Primeiramente é preciso destacar, mais uma vez, que o ethos está sempre ligado à cena de enunciação. Nossa primeira análise de ethos semiotizado, neste subtópico, era uma imagem destacada de sua cena genérica – debate – inserida em seu contexto de recepção – post em rede social -. Em se tratando de um debate, é evidente que seu caráter de enfrentamento gera sobre o corpo, o tom e os gestos do sujeito seus efeitos, produzindo, mesmo sob a exaltação de valores morais, o ethos semiotizado do homem forte, enérgico. Desse modo, apesar da retirada do seu texto-fonte, não há um apagamento da instância polêmica do discurso, na qual,

por meio da situação de conflito, se instaura o debate. Nesse sentido, não podemos então intitular o enunciado ou a imagem como aforizações, uma vez que para isto seria preciso o desligamento com seu texto primeiro, sendo, portanto, uma frase ou imagem sem texto e autossuficiente.

No capítulo dois ressaltamos o efeito de realidade criado pela televisão. Tal efeito é amplificado pelo enquadramento da câmera da campanha no HGPE de Aécio: nas três destacadas, a câmera está muito próxima ao rosto, criando o efeito de conversa face a face. Todas dão a ver o busto do candidato; entretanto, na figura 18, de 21 de outubro, assim que o sujeito enuncia “acredito em valores”, um close é dado em seu rosto, aproximando ainda mais o telespectador.

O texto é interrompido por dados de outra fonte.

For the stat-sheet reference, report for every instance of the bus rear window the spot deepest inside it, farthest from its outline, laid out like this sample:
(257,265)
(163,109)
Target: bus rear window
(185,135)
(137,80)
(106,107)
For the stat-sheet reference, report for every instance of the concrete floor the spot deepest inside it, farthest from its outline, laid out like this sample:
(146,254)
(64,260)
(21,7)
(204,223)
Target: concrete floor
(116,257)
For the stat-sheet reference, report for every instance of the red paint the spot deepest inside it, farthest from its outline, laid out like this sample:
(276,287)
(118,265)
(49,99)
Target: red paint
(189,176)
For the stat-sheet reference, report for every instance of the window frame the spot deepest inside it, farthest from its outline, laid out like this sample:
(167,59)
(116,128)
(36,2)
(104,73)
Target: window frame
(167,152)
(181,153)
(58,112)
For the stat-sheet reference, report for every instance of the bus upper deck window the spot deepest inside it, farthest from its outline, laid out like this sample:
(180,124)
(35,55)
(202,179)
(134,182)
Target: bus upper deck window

Corroborando essa aproximação, o cenário da figura 18 e 20 são os mesmos, dando a ver, possivelmente, a casa do candidato. Criando o efeito de uma conversa íntima na casa desse ator político, tem-se o tom ameno e o sorriso do diálogo espontâneo, que só se fecha ao enunciar, por exemplo, que os valores estão se perdendo. Portanto, o ethos semiotizado, construído a partir de elementos não verbais, traz um homem tranquilo. Na figura 19 se observa o mesmo cenário da figura 16, em que o tom de azul clareia até criar um contorno de luz em volta do corpo do político, criando efeitos de sentido na ordem do iluminado, da clareza; contudo, agora essa clareza vem seguida por um sorriso e tom também mais ameno. É preciso então destacar que os índices não verbais, no contra fluxo dos elementos não verbais do ethos de honestidade, trazem elementos visuais da ordem da tranquilidade, da afabilidade, corroborados pelo tom e composição de cenário. Assim, outras virtudes ainda são construídas por meio da multimodalidade do ethos que não caberiam, por exemplo, no ethos anterior.

Por fim, ao voltarmos para o nosso esquema de ethos proposto, a interação entre o ethos dito e mostrado do homem virtuoso, e também a interação entre o ethos mostrado e o ethos semiotizado constituem o ethos discursivo da virtude, reunindo em sua multimodalidade diversos caracteres morais do bom político.